# Romero & Juliet



## GouldyGTR (May 17, 2008)

*Romeo & Juliet*

Tank of Fuel £70
Wash and Wax £10
New Airfilters £40
insurance £1450





Knowing that your new car is quicker than your girlfriends (soon to be)........................Priceless!!!


I gave the skyline a good clean again, then we headed off down to the girlfriends parents for the weekend.

While we were down there, I thought we would take a few pics of the cars, Shame the New GTR hasnt arrived yet as it would have been a great lineup!



































































My highlight for the weekend was driving my Brother-in-laws New Aston martin Vantage......................................and also finding out that my skyline is also quicker than that too, 

but OMG the drive was unreal, the 4.3 V8 sounded awesome, also the build quality was madness, especially as it had the sports pack with 19" rims and half Cage


----------



## gtrlux (Mar 8, 2006)

Nice job, love clean black R32 GTRs:smokin:


----------



## MacGTR (Dec 31, 2006)

Lovely looking cars, The V8 vantage especially as an everyday supercar is excellent. I have just been looking around one myself and they are absolutely gorgeous.

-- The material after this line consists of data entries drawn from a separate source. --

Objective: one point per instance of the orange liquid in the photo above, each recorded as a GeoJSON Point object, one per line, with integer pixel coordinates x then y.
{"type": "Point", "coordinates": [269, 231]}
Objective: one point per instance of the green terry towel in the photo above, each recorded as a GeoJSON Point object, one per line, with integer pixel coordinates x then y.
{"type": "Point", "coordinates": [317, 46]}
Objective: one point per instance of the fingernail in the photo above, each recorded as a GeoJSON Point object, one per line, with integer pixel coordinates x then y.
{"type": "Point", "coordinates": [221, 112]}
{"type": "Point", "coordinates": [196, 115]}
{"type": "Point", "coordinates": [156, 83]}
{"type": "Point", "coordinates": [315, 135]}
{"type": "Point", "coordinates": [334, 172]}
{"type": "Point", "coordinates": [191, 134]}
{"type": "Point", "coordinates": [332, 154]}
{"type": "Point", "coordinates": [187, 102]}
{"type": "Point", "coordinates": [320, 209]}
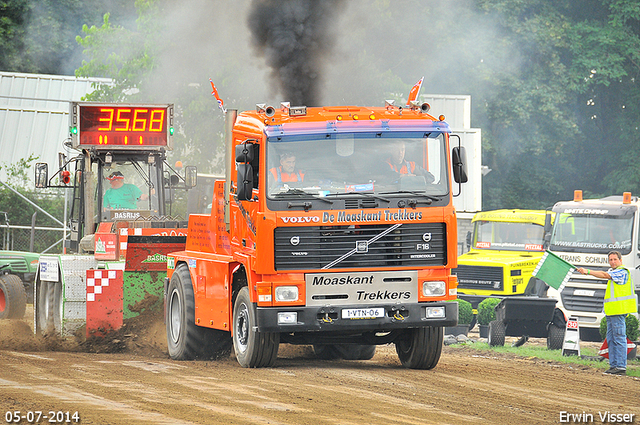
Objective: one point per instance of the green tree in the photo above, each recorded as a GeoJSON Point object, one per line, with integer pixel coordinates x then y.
{"type": "Point", "coordinates": [569, 105]}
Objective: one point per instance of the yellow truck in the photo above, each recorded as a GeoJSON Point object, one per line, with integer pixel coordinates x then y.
{"type": "Point", "coordinates": [505, 247]}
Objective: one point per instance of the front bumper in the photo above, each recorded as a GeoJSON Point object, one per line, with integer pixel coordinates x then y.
{"type": "Point", "coordinates": [329, 318]}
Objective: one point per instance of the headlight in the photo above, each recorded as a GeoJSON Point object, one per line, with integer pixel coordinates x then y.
{"type": "Point", "coordinates": [435, 312]}
{"type": "Point", "coordinates": [287, 293]}
{"type": "Point", "coordinates": [433, 288]}
{"type": "Point", "coordinates": [287, 318]}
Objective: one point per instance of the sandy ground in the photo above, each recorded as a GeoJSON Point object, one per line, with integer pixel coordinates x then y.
{"type": "Point", "coordinates": [131, 380]}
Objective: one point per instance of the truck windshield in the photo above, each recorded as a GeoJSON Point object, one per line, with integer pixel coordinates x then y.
{"type": "Point", "coordinates": [508, 236]}
{"type": "Point", "coordinates": [340, 163]}
{"type": "Point", "coordinates": [592, 233]}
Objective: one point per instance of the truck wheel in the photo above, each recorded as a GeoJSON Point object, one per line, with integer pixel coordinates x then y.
{"type": "Point", "coordinates": [13, 298]}
{"type": "Point", "coordinates": [420, 348]}
{"type": "Point", "coordinates": [185, 339]}
{"type": "Point", "coordinates": [496, 333]}
{"type": "Point", "coordinates": [555, 337]}
{"type": "Point", "coordinates": [49, 307]}
{"type": "Point", "coordinates": [252, 348]}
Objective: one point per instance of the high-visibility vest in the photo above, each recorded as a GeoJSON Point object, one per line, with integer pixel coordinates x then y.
{"type": "Point", "coordinates": [620, 299]}
{"type": "Point", "coordinates": [282, 177]}
{"type": "Point", "coordinates": [406, 166]}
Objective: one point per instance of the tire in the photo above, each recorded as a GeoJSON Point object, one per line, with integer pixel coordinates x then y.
{"type": "Point", "coordinates": [185, 339]}
{"type": "Point", "coordinates": [420, 348]}
{"type": "Point", "coordinates": [555, 337]}
{"type": "Point", "coordinates": [496, 333]}
{"type": "Point", "coordinates": [252, 348]}
{"type": "Point", "coordinates": [344, 351]}
{"type": "Point", "coordinates": [13, 297]}
{"type": "Point", "coordinates": [49, 307]}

Your 32 must be running a fair bit of power to beat the aston then?


----------



## GouldyGTR (May 17, 2008)

ive been told it should be about 330 but its never been rolling roaded, ive only had it a short while so im still getting used to it but OMG is it suprising a lot of people!


----------



## etikoner (Apr 14, 2007)

Wow, that R32 looks pristine, Very straight and clean. And your wife has good taste too, haha.


----------